Truth be told, I have had people call me wondering if their fiscal sponsor has done something wrong because they have nothing in writing. Sometimes they share with me that they can’t get the fiscal sponsor to provide any financial reports, or even return a call. These cases are rare, but they do occur and they hurt the entire field of fiscal sponsorship. The nature of our work leads us to enter into both personal and professional relationship with our projects. As a fiscal sponsor, our work enables our projects to go out into the world and bring their passions to life. We enter into legally binding agreements, we vouch for each other, we trust one another, and we expect to get as much as we give.

Ultimately fiscal sponsors are responsible for the money of the projects they manage. Projects feel responsible for that money, too; they are the ones that raised it, so they expect to see that money work for them. Projects trust the fiscal sponsor will manage their money correctly. Funders want to know that a fiscal sponsor will provide the critical infrastructure, making their grants to a project less risky than a grant to a newly formed charity. Fiscal sponsors that mismanage money endanger the entire field. Fiscal sponsors understand that our work enables a greater good. This is not to say that fiscal sponsors are perfect, but fiscal sponsors can do the right thing by working with their projects to rectify and resolve contention.

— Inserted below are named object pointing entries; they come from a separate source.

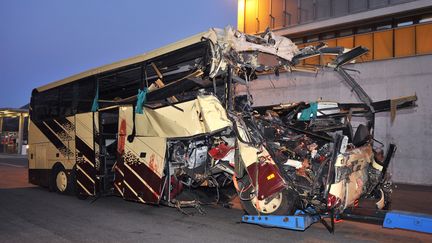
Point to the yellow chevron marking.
(88, 161)
(141, 179)
(130, 188)
(118, 169)
(83, 187)
(85, 173)
(118, 189)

The National Network of Fiscal Sponsors, of which Tides is a member, is working to finalize “best practices” for fiscal sponsors. The NNFS hopes to provide some guidance on operational questions that have been asked by emerging and existing fiscal sponsors, and it arranges events and gatherings for fiscal sponsors, by fiscal sponsors. I hope we can become part of the solution, not only in supporting better fiscal sponsorship practices but also in turning the negative assumptions about fiscal sponsorship into positive ones. Fiscal sponsors can learn how to practice our craft better by exchanging ideas and engaging in understanding the practice. There are a lot of ways to practice fiscal sponsorship. The field has much to learn, but with a positive effort and honesty we can make this field all the more reputable for the projects we serve as well as the foundations and individuals that support them.